Kolumne: Total Digital Mein Gehirn ist ganz okay - trotz Smartphone

Die Fähigkeit, in ein Thema einzutauchen, geht mit digitalen Datenträgern nicht verloren. Man muss sie bloß trainieren.

Neulich habe ich mir eine Audioreportage im Internet angehört. Sie handelte davon, wie das Internet unsere Fähigkeit beeinflusst, längere Texte an einem Stück zu lesen. Eigentlich wollte ich sofort wieder aussteigen, als die Stichworte "Hirnforschung", "Internet" und "Konzentration" fielen, denn das Ganze hörte sich doch zu sehr nach Prof. Dr. med. Dr. phil. Manfred Spitzer an. Der deutsche Hirnforscher wollte vor einigen Jahren angeblich herausgefunden haben, dass das Internet unser Hirn vermanscht. Mit dieser wissenschaftlich nicht belegbaren Aussage durfte er anschließend durch Talkshows tingeln und seinen Bestseller "Digitale Demenz" anpreisen.
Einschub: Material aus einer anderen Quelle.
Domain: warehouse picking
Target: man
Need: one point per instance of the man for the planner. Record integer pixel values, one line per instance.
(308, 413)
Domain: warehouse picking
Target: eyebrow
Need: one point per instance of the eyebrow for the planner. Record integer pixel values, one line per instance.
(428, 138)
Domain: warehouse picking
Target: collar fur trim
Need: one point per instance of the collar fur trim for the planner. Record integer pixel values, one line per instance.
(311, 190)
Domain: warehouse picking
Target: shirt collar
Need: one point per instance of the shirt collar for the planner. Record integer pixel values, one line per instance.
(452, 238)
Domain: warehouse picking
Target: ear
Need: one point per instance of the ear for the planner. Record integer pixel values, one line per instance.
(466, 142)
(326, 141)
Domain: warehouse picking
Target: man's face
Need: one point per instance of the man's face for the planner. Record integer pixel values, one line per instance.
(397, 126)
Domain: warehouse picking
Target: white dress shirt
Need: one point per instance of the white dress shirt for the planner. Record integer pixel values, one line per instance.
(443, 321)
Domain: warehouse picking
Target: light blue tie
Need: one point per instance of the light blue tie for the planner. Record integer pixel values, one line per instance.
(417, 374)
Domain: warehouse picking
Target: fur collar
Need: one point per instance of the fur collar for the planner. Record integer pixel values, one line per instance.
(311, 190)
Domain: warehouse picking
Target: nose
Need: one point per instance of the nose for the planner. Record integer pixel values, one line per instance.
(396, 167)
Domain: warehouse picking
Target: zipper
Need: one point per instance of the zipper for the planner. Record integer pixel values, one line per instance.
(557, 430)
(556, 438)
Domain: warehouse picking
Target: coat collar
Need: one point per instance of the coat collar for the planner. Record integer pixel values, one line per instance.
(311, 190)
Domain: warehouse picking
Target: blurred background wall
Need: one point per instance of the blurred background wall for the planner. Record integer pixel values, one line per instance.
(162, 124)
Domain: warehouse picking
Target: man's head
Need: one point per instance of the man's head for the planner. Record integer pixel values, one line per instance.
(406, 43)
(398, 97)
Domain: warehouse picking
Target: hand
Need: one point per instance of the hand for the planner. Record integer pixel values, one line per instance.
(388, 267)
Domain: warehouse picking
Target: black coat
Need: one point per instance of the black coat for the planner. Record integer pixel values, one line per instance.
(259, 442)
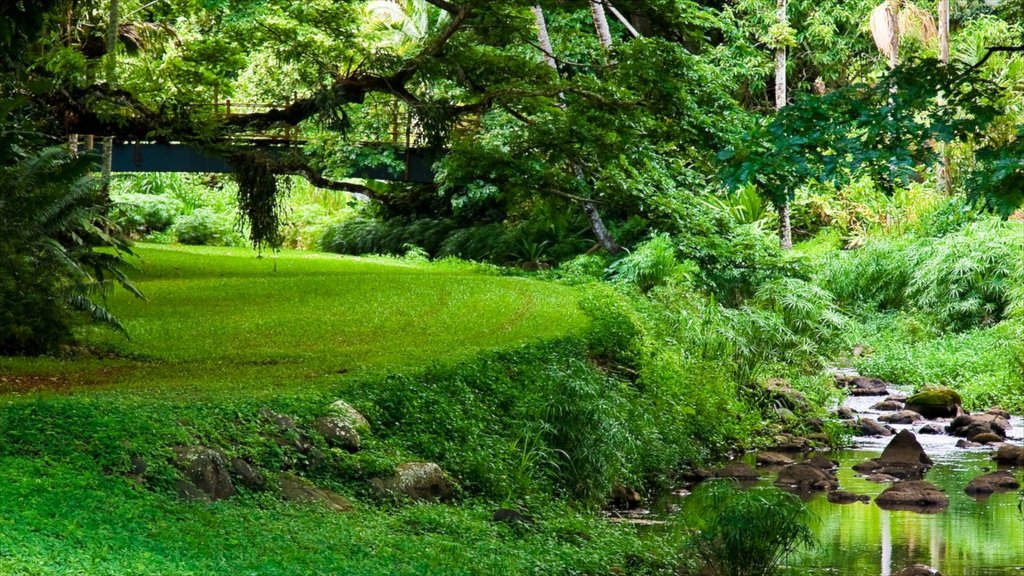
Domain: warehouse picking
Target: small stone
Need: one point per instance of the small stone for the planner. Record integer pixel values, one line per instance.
(845, 413)
(344, 410)
(737, 470)
(888, 406)
(844, 497)
(867, 426)
(419, 481)
(912, 495)
(206, 469)
(511, 517)
(1001, 481)
(295, 489)
(247, 475)
(338, 433)
(625, 498)
(773, 459)
(821, 461)
(1009, 454)
(987, 438)
(866, 386)
(806, 477)
(901, 417)
(919, 570)
(935, 403)
(998, 411)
Doch dann fiel mir ein, dass ich ja einem amerikanischen Audiobeitrag lauschte und es eher unwahrscheinlich ist, dass es darin um die alarmistischen Thesen des deutschen Professors geht. Tatsächlich scheint mir das, was die amerikanische Hirnforscherin Maryanne Wolf dem Reporter in diesem Hörstück erzählte, viel einleuchtender. Und ihre Thesen passten zu dem, was der Autor Yuval Noah Harari in seinem Bestseller "Sapiens" (Eine kurze Geschichte der Menschheit) über die kognitive Revolution und ihre Folgen schreibt: Nach einer mehrere Millionen Jahre dauernden Phase des Hirnwachstums, die stets mit der Enge des Geburtskanals ihr natürliches Ende fand, sind wir heute zum ersten Mal an einem Punkt angelangt, an dem das menschliche Gehirn nicht weiter wachsen muss, um das Kurzzeitgedächtnis zu steigern. Das Internet, vor allem in Kombination mit Smartphones, ist eine endlos große externe Festplatte unseres Gehirns. Was wir nicht im Kopf haben, können wir uns innerhalb von Sekunden herbeigoogeln. Immer und überall - vorausgesetzt, es gibt ein Mobilfunknetz oder W-Lan. Deshalb reagieren wir auch so nervös, wenn wir unser Handy nicht in der Tasche haben, es fehlt uns sozusagen ein Teil unseres Gehirns.

Leider funktioniert unsere Fähigkeit, lange und tief in ein Thema einzutauchen, viel besser ohne externe Festplatte und ungestört von Ablenkungen. Mit Hirnvermanschung hat das aber nichts zu tun, sondern mit Gewohnheiten, die man verlieren und sich auch wieder aneignen kann. Zu meinen Lieblingsseiten im Internet gehören jene mit extralangen Reportagen wie Buzzfeed, Narratively oder Atavist. Das "Sapiens"-Buch habe ich neulich während eines Transatlantikfluges fast am Stück gelesen, alle 500 Seiten. Und den spannenden Audiobeitrag habe ich auch zu Ende angehört, 52 Minuten lang. Ich glaube, mein Hirn ist noch ganz in Ordnung.